De referido voto oportuno citar trecho do voto do  Min. Moreira Alves: "Também não vejo, no caso, a  configuração de nulidade, pois o Promotor  reconsiderou- e, a meu ver, podia fazê-lo- antes que o  ato anterior saísse de sua esfera de atuação disponível,  por não haver o Juiz ainda determinado o  arquivamento, ou por não ter concordado com ele,  encaminhando o processo à deliberação do  Procurador-Geral."

 

Registre-se, ainda, a anotação de DAMÁSIO E. DE JESUS ao art. 28, do Código de Processo Penal, verbis: "Promotor de  Justiça que, após requerer o arquivamento do inquérito policial, atendendo  às ponderações por escrito do juiz, oferece denúncia Admissibilidade, não  havendo violação do disposto no art. 28 deste Código (RT 424/372; STF,  RHC 59.607, DJU 25.2.83, p. 1537; RT 575/437 e RTJ 105/83)." (in  Código de Processo Penal Anotado, 19.ª ed., São Paulo: Saraiva, 2002, p. 36)
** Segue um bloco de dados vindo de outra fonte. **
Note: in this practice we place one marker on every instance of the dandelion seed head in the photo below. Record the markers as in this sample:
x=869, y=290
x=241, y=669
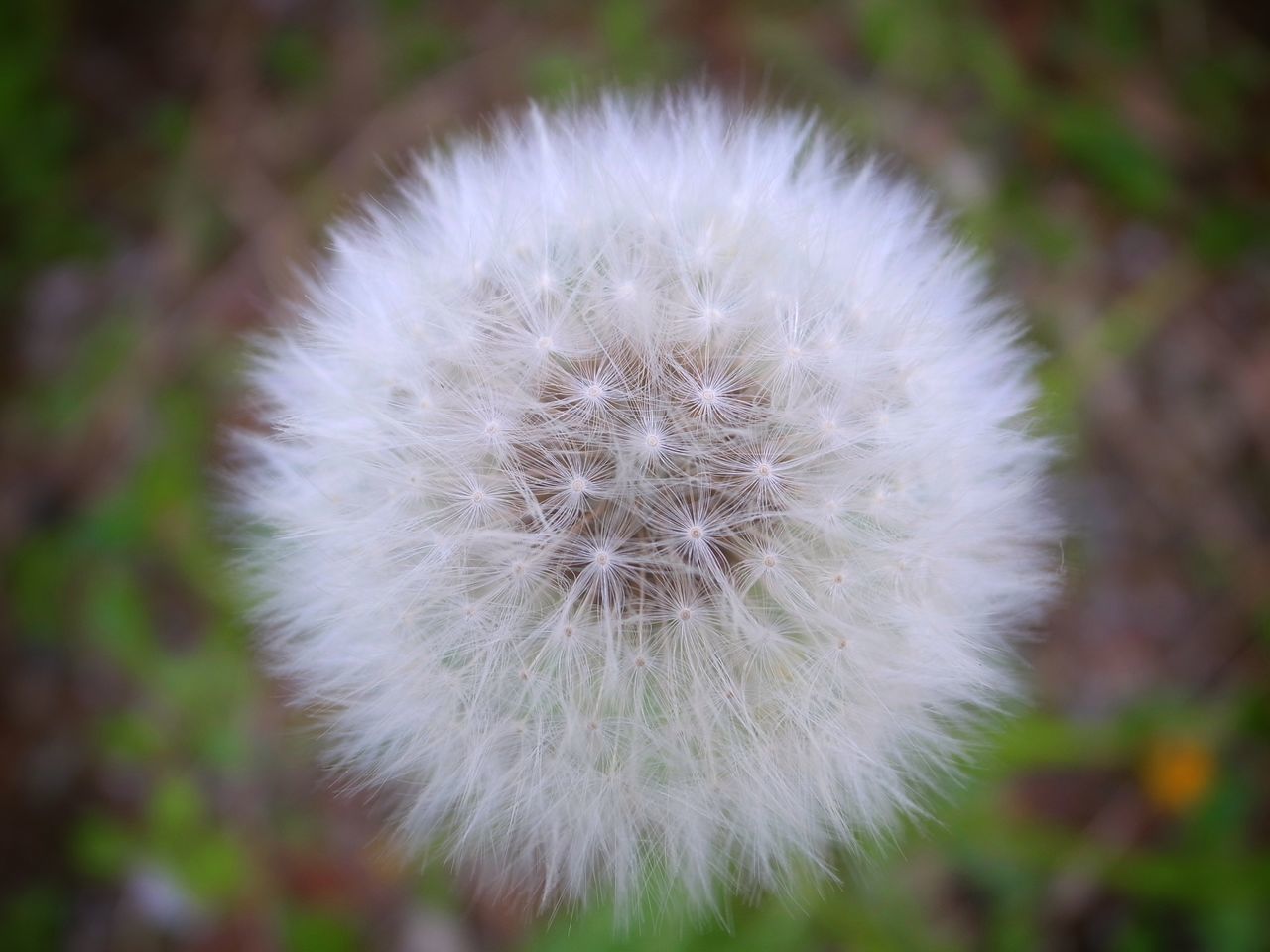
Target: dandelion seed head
x=604, y=517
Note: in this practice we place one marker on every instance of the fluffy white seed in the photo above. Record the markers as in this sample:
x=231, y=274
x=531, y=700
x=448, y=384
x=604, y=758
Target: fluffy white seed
x=647, y=488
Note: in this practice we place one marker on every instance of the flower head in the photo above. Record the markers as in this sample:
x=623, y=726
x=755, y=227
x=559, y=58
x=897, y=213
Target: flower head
x=647, y=488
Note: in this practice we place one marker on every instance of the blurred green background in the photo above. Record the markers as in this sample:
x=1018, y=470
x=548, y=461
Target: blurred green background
x=166, y=168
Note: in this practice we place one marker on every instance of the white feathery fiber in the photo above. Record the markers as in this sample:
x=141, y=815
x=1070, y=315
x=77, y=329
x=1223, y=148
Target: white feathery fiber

Assim sendo, não há que se falar em preclusão lógica,  fundamento usado pelo Magistrado a quo para revogar o recebimento da  denuncia.

Além disso, deve ser preservada a independência de  convicção do Promotor. O Ministério Público é indivisível, e não vinculado à  manifestação de um dos seus representantes ao outro (princípio da  independência funcional).

Certo é que o pedido de arquivamento do inquérito  policial formulado por representante da Justiça Pública não vincula aquele que  lhe segue no seu conhecimento, podendo este, portanto, oferecer a denúncia,  desde que não proferido despacho atendendo ao pedido.[1]

Cito trecho do voto 1.133 TJ-SP, HC 250.502-3, Relator Des. Vito Guglielmi: "Insista-se que o indiciado não tem direito  líquido e certo ao arquivamento, uma vez requerido pelo Ministério Público..."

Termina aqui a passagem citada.